Elle garantit à la Poste d'avoir la charge d'un service universel, fondé sur deux types d'assurances pour l'usager : d'une part, en terme d'accessibilité au service (points de contacts, nombre de jours distribution, tarifs abordables) et de qualité de service, d'autre part, en terme d'offre de produit minimale (lettres jusqu'à 2 kilogrammes, colis jusqu'à 10 kilogrammes, envois recommandés).

La directive retient également l'existence de services réservables à l'opérateur en charge du service universel, pour compenser les charges résultant de ce service et garantir son équilibre financier et sa pérennité.

Le périmètre réservable comprend les lettres de moins de 350 grammes et d'un tarif inférieur à 5 fois le tarif de base, le publipostage et le courrier transfrontalier.

La libéralisation immédiate porte en conséquence sur moins de 5 % du trafic courrier actuel.

Comme l'a souligné le rapport d'information de notre collègue M. Gérard Larcher sur l'avenir de la Poste 13( * ) , le service universel défini par la directive constitue le seuil de services minimal devant être assuré. Les Etats membres conservent, en effet, la faculté de l'élargir.

Bien que les services composant le service universel soient énumérés de façon exhaustive, leur mise en oeuvre laisse une marge d'appréciation non négligeable aux Etats membres.
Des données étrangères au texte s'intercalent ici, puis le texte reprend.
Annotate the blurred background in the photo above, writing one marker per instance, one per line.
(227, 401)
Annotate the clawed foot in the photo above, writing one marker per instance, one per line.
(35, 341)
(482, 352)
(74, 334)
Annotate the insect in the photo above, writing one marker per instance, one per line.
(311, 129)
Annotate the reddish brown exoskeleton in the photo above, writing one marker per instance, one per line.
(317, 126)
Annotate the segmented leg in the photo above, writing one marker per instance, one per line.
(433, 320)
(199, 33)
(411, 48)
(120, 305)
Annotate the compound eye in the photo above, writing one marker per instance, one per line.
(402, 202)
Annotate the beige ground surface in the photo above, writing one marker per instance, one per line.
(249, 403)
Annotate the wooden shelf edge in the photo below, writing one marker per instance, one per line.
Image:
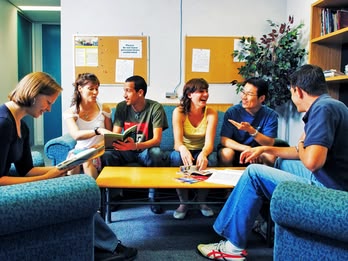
(339, 34)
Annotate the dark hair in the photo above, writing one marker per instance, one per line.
(260, 84)
(81, 80)
(139, 83)
(31, 85)
(190, 87)
(310, 78)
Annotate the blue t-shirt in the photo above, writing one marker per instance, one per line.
(265, 121)
(13, 149)
(326, 124)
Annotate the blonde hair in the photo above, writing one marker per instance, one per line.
(31, 85)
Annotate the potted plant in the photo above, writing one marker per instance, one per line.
(273, 58)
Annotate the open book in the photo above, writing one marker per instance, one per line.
(110, 138)
(80, 157)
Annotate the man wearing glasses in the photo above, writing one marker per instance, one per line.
(248, 124)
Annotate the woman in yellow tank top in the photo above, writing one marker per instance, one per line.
(194, 127)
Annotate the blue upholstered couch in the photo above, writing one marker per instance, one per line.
(49, 220)
(57, 149)
(311, 223)
(38, 161)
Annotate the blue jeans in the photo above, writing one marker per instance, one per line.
(256, 185)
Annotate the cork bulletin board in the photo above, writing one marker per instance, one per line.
(211, 58)
(112, 58)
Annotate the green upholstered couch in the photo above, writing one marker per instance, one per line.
(49, 220)
(311, 223)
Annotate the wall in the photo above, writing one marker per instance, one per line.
(160, 20)
(8, 49)
(291, 125)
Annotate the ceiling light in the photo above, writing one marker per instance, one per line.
(39, 8)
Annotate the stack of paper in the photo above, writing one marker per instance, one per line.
(226, 176)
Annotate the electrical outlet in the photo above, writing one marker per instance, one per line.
(171, 95)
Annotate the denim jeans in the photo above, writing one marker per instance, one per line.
(176, 161)
(257, 184)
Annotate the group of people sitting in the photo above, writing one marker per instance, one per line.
(247, 138)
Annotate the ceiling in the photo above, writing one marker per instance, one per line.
(39, 16)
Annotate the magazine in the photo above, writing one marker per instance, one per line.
(110, 138)
(80, 157)
(193, 170)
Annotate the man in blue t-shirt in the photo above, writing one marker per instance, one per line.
(248, 124)
(320, 159)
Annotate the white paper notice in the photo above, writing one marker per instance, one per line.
(200, 60)
(130, 49)
(124, 69)
(238, 47)
(80, 57)
(226, 177)
(92, 56)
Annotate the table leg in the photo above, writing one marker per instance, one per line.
(107, 206)
(102, 202)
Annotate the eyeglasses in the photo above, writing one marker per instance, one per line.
(249, 94)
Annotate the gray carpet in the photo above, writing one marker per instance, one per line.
(161, 237)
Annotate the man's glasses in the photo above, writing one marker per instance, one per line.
(249, 94)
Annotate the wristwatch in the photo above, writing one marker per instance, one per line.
(96, 131)
(254, 134)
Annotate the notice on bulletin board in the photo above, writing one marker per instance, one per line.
(112, 58)
(86, 51)
(200, 60)
(130, 49)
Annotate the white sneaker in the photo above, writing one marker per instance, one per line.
(217, 251)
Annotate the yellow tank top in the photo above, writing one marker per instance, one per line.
(194, 137)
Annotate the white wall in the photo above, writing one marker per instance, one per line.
(160, 20)
(291, 125)
(8, 49)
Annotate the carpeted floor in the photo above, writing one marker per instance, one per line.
(161, 237)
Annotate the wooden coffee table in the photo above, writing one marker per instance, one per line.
(145, 178)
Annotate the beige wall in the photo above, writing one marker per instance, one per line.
(8, 49)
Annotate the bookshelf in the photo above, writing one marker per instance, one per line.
(330, 50)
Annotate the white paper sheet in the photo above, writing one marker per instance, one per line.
(227, 177)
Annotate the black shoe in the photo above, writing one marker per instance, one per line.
(157, 209)
(121, 253)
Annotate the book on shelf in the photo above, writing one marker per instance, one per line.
(79, 156)
(110, 138)
(333, 20)
(332, 73)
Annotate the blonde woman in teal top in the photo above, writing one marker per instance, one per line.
(194, 127)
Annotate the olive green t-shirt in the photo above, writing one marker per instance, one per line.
(153, 116)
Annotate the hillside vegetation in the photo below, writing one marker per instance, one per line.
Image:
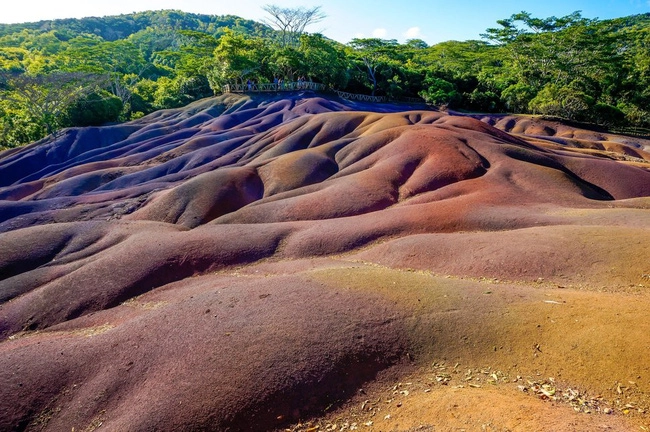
(79, 72)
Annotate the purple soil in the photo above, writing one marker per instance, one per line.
(97, 221)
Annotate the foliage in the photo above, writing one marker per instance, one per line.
(62, 73)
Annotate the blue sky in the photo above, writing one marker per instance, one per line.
(431, 20)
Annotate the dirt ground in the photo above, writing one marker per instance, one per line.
(501, 356)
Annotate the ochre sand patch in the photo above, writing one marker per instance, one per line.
(245, 263)
(479, 348)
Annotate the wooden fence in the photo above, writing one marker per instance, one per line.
(307, 85)
(272, 87)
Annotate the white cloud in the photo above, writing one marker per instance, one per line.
(413, 33)
(379, 33)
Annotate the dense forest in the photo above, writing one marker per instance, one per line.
(79, 72)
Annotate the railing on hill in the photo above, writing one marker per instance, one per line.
(308, 85)
(272, 87)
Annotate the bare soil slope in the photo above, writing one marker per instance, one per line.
(311, 264)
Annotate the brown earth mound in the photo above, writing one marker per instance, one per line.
(249, 264)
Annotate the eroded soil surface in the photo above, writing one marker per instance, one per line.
(308, 264)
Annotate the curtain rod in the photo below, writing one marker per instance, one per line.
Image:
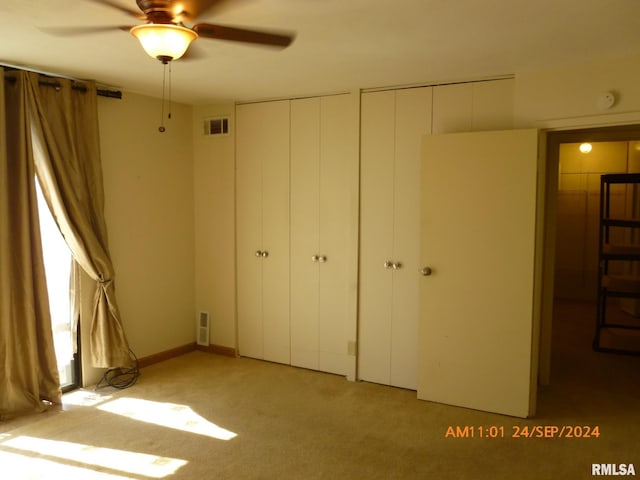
(101, 92)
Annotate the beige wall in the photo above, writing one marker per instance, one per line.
(214, 194)
(148, 181)
(170, 197)
(566, 96)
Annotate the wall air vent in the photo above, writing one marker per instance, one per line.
(203, 329)
(216, 126)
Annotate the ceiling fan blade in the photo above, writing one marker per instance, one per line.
(235, 34)
(190, 10)
(110, 3)
(76, 31)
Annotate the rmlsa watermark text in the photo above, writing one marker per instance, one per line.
(613, 469)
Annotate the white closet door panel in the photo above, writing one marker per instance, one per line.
(305, 165)
(249, 233)
(493, 103)
(452, 108)
(376, 235)
(477, 330)
(413, 121)
(275, 232)
(337, 154)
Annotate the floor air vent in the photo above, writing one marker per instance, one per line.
(203, 329)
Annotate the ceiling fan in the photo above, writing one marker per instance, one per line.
(165, 36)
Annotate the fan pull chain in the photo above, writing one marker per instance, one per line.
(161, 128)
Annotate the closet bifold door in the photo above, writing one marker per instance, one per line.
(262, 228)
(323, 154)
(393, 123)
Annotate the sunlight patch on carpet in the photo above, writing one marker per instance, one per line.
(75, 457)
(170, 415)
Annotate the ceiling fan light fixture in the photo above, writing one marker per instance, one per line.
(164, 41)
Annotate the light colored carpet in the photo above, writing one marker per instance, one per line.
(248, 419)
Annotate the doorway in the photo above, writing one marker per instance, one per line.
(58, 264)
(571, 238)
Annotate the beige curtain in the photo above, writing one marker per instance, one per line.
(68, 165)
(28, 370)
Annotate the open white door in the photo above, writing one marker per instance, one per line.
(479, 307)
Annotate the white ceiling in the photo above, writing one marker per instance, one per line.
(340, 44)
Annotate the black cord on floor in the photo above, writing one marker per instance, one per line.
(121, 377)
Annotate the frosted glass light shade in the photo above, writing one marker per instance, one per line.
(164, 41)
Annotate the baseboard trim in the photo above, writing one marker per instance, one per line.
(190, 347)
(219, 350)
(166, 355)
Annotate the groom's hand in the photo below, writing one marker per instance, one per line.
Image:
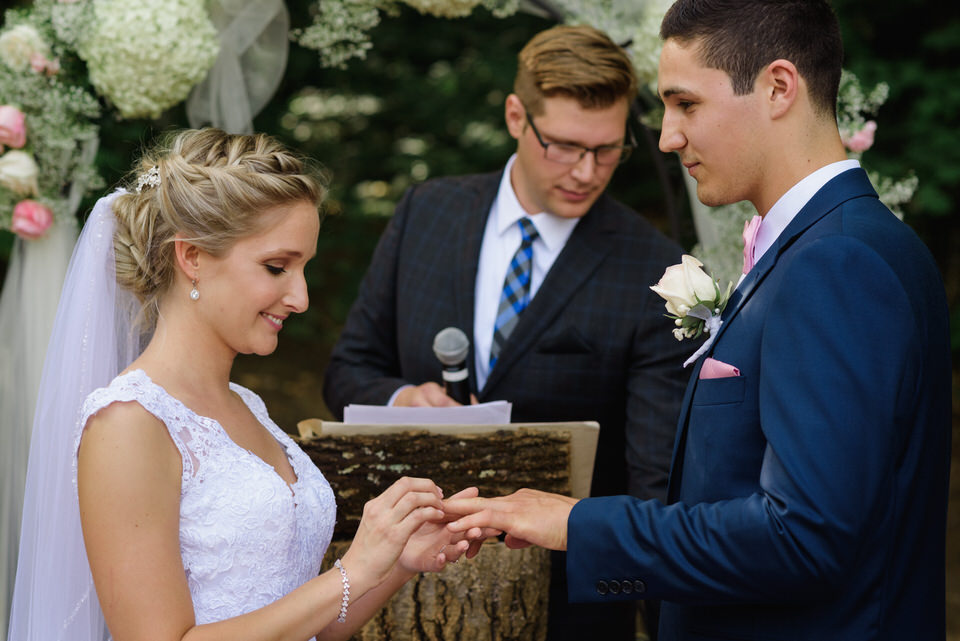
(529, 517)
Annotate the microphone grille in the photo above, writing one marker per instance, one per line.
(451, 346)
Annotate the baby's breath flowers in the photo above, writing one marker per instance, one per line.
(50, 121)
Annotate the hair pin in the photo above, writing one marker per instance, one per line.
(150, 178)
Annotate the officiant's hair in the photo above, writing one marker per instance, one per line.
(577, 62)
(741, 37)
(210, 187)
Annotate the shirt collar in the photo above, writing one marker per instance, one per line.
(790, 204)
(554, 230)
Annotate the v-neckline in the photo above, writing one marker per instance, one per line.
(216, 424)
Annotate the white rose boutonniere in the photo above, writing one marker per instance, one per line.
(693, 300)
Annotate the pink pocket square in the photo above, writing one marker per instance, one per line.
(712, 368)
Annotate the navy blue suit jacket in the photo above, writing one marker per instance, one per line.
(808, 495)
(593, 344)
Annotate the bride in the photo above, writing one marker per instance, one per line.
(200, 518)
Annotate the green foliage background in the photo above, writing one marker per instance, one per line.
(428, 101)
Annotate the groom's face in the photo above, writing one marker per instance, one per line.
(718, 135)
(542, 184)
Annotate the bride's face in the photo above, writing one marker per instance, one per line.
(249, 292)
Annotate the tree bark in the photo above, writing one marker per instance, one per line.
(499, 595)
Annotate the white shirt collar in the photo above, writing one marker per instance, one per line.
(790, 204)
(554, 230)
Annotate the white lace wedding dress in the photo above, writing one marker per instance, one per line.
(246, 537)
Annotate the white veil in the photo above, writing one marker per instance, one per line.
(93, 339)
Il en est ainsi du nombre de " points d'accès " du public au service postal, du sort des colis de 10 à 20 kilogrammes ou du tarif domestique unique, et, par là même, de l'étendue de la péréquation tarifaire.

De même, chaque Etat membre peut compléter les missions assignées à l'opérateur postal en termes d'aménagement du territoire, de transport de la presse, de services financiers, quitte à en assurer le financement par d'autres moyens que ceux réservés au service universel.

Dans ces conditions, 50  % du trafic courrier actuel de La Poste restera sous monopole, contre 75 % aujourd'hui.

Il convient cependant d'observer, qu'avant même la transposition en droit national de cette directive, des négociations en vue de sa révision ont débuté dès janvier 1998, tendant à poursuivre la libéralisation notamment du publipostage et du courrier.

Ces négociations, devraient déboucher sur une proposition de la commission qui pourrait alors faire l'objet d'une nouvelle décision du Conseil et du Parlement avant le 1er janvier 2000. Si c'était le cas, l'adoption d'une nouvelle directive permettrait d'éviter que le régime prévu par l'actuelle directive soit caduque dés le 31 décembre 2004, comme cela est pour l'instant prévu.

Dans ce contexte, votre rapporteur pour avis souligne la nécessité de rester vigilant et de conforter un service public postal important, en faisant valoir les spécificités des contraintes de distribution propres à la France.